Many children have sensory issues with feeding, but with plenty of time and no pressure, they manage their own anxiety and push themselves along to learn to eat.

Carl will get himself to eat

From the perspective of the Satter Feeding Dynamics Model (fdSatter), Carl will get himself to eat. Rather than considering Carl incapable, fdSatter considers him as fundamentally capable and helps him cope with what he is up against. He is naturally cautious about eating—he missed out on two years’ eating experience, and it is all new to him. Not only that, but much of what happened to Carl’s mouth early on was painful. In spite of it all, it is possible to trust that Carl wants to grow up—with eating as in all ways. Even the sickest child retains that drive, and, because of it, they can be trusted to manage their anxiety about eating and push themselves along at their own rate.

sDOR can’t stand alone

sDOR is trust-based intervention. To follow sDOR, parents need to understand what happened that they lost trust in their child to do their part with how much and whether of eating. Such understanding helps them to regain their trust.

Feeding struggles are complex, deep-rooted, and long-standing, and parents are frightened for their child’s well-being. Careful assessment identifies what brought parents and child to this place and allows parents to feel that they, their child, and their situation are fully understood. That detailed workup is taught in the Feeding with Love and Good Sense VISION Workshop. Without this detailed assessment, advice to follow sDOR comes across as just one more of the many partial and piecemeal bits of instruction they have been given over the years.

Feed Carl like a regular child

Encourage parents to feed Carl like he is a normal, extremely picky child—which he is. Support their patience as they give him many unpressured chances to learn to eat. As Carl gains eating capability, have a dietitian provide advice about gradually decreasing the amount and timing of the tube feeding so he can be hungry, but not starving, at meal- and snack-time.

  • Include Carl in the family’s regular, family-friendly meals and snacks.
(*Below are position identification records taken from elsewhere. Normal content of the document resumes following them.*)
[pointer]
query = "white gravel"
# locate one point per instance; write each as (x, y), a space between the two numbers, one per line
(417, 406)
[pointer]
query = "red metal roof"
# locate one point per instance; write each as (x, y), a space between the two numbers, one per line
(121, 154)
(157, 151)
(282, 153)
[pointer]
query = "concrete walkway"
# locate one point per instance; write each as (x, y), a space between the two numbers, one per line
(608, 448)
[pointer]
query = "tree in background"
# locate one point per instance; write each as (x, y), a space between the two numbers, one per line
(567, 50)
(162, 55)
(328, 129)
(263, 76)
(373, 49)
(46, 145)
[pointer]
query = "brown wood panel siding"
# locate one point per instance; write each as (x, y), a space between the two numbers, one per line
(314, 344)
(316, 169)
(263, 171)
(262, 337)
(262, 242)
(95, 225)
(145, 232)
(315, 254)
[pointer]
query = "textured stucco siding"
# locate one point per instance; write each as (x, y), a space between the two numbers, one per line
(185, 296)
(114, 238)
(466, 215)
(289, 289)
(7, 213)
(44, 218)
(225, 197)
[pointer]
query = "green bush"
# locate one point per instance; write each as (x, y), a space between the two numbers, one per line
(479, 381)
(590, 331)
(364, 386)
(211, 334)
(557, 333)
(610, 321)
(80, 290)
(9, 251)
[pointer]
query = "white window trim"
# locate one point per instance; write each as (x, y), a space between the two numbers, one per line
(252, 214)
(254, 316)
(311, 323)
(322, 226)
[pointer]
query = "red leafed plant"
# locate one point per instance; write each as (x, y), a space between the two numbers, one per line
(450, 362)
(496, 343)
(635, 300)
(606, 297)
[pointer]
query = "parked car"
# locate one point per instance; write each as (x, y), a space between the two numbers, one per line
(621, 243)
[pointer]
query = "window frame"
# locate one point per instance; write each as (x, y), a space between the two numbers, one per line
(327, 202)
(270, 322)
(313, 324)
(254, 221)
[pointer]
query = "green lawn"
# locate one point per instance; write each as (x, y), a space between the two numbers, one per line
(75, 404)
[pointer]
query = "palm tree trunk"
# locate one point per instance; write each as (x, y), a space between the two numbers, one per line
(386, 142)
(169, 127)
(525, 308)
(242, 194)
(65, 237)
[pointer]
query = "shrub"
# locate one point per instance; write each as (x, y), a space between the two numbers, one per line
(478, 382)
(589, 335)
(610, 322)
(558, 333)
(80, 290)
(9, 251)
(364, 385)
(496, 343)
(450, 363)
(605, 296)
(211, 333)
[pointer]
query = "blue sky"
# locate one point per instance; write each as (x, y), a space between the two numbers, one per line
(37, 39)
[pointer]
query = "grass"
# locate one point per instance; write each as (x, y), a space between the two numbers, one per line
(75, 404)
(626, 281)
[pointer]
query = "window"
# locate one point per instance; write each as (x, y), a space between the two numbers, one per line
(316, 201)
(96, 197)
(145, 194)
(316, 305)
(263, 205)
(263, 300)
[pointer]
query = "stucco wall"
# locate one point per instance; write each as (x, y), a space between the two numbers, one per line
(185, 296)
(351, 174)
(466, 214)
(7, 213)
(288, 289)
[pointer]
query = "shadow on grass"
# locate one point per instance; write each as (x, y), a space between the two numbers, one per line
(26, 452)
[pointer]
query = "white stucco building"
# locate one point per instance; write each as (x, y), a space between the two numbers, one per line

Include foods that fit his ability to do it himself: to pick up, mouth, chew, and swallow.
  • Trust Carl to cope with his sensory issues, including gradually developing positive attitudes about eating, getting over his fear of eating, and resolving his aversion to touching and mouthing.

Observe how Carl pushes himself along to learn to eat

Once sDOR is in place, the atmosphere at family meals will quickly become positive. That positive atmosphere sets the stage for Carl’s learning to eat a variety of food, which will take months and even years. Over that long term, parents have to remain consistent with sDOR and withstand outside interference as well as their own entirely natural, but counterproductive, impulses to speed the process along. Trying to speed things up will slow them down.

In the meantime, parents and therapists can observe the little ways Carl shows he is learning to eat. He will come willingly to the table, enjoy being there, and behave nicely. He will look at food and watch parents eat, allow the serving bowl to be by his plate, or allow food to be on his plate—and not eat it. He will put food in his mouth and take it out—again and again. Eventually he will eat. As Ellyn Satter Institute faculty member and experienced feeding therapist Pam Estes observes, he is likely to not do, not do, not do, and then he will do! Carl did it by eating a cob of sweetcorn.

Then parents and therapists can go off by themselves, shed a tear or two, and celebrate. But they mustn’t let Carl catch them at it. As far as he is concerned, his learning and growing is all in a day’s work.